Seabird is a work of high fantasy which will appeal to aficionados of the genre who appreciate tales that recount the struggles, failures, and triumphs of reluctant heroes.
Teenager Cara Marshall is the reluctant hero of Seabird. Plucked from a predictable life of summer vacation at the local beach, younger sibling to baby-sit and game arcade dates with her boyfriend, Cara is suddenly and inexplicably transported to the distant and less technologically sophisticated world of Narenta. And from the moment she arrives nothing is predictable. Cara finds herself alone in a weird and wonderful landscape filled with strange, exotic creatures and a race of bird-like people that call themselves the Young Ones who believe that Cara, whom they call "the Outworlder," has been sent by their God, Alphesis, to deliver them from the evil of the Daetaga, a trio of ancient life-destroying sorcerers. When all her efforts and repeated pleas to be returned to her own world fail to convince the Young Ones that she is not the hero they think she is, Cara sets out on her own to find a way home.
And so begins her great and arduous journey. On her trek across Narenta she soon discovers that not only does almost everyone she meets know more about who she is and why she is there than she does, but also that she is being pursued by forces whose only objective is to destroy her.
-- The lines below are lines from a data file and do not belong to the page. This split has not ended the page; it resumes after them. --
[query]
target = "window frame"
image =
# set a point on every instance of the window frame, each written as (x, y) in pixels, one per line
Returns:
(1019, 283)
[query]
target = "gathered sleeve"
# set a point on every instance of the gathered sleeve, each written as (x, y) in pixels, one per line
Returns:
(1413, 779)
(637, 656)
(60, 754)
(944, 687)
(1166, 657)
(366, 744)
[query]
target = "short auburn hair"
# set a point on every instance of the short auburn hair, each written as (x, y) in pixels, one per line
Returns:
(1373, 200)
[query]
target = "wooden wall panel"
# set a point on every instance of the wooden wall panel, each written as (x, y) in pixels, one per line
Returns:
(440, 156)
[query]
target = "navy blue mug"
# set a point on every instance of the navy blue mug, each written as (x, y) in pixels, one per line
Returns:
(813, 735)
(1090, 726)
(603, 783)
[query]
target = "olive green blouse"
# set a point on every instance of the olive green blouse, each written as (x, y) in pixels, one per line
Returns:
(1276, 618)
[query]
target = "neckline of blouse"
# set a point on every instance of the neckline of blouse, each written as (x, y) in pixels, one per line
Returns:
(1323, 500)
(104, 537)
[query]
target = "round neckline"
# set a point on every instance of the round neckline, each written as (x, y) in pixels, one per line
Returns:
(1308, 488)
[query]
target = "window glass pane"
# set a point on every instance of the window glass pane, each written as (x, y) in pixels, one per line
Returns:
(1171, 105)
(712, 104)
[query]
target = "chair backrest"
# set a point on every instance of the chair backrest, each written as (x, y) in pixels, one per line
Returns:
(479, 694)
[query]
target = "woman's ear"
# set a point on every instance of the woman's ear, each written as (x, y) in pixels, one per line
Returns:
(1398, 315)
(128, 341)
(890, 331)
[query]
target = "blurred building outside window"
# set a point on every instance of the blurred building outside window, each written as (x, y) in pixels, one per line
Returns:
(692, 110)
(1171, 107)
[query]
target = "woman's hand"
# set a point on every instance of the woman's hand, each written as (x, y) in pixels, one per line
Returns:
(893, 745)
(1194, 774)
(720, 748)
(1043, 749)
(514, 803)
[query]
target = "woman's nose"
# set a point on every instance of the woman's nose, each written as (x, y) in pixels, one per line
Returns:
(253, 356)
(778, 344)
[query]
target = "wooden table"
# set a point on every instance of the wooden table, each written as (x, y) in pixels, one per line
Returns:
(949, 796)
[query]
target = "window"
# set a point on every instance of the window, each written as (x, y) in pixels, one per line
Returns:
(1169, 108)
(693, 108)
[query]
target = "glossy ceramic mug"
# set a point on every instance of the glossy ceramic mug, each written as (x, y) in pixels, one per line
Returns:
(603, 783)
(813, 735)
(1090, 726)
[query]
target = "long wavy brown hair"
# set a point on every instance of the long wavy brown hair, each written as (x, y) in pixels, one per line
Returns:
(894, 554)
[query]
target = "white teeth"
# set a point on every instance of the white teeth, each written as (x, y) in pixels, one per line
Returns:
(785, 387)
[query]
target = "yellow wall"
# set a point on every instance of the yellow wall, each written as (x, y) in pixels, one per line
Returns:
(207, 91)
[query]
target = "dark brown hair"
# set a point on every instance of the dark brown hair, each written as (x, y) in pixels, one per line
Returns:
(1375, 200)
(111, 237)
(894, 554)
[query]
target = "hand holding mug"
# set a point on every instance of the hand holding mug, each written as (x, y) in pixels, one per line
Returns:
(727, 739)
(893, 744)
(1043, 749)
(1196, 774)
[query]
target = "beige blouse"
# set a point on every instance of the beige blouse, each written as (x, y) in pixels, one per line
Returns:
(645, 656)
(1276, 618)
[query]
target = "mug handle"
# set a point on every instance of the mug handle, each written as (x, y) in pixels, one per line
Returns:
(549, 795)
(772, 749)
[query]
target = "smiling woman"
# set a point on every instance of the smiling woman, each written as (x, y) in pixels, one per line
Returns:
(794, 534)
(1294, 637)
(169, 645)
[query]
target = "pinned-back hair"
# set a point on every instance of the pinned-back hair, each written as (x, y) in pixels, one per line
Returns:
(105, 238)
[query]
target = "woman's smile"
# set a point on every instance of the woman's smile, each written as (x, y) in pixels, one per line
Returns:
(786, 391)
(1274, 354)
Along the way Cara is both betrayed to her enemies, the Shadow, and aided by wise and noble enchanters and the courageous and spiritually evolved Seabirds, servants of the Light, who selflessly give themselves to her protection and guide her to an understanding of her destiny and of the mission only she can undertake and complete.
Cara learns, often as a result of great personal loss, what it means to give of oneself to serve a greater good - for almost without realizing it she comes to accept her strange destiny - and to seek victory over evil in the face of devastating odds, to face fear, death and the unknown with fortitude and courage born of faith, even though there is little hope of survival.
The first third of Seabird moves forward at a leisurely and exploratory pace, but action-loving readers shouldn't despair. As the plot begins to unfold the story picks up momentum and moves relentlessly forward with plenty of conflict. both physical and magical, as battles and inter-personal struggles are waged across Narenta until the story's powerful conclusion.
Seabird is a work of tremendous imagination and great devotion. With good humor and a light touch Ms. Thompson quietly asks the reader to consider what his/her own response might be if suddenly and irretrievably "put to the test." It is a book well worth your investment of reading time.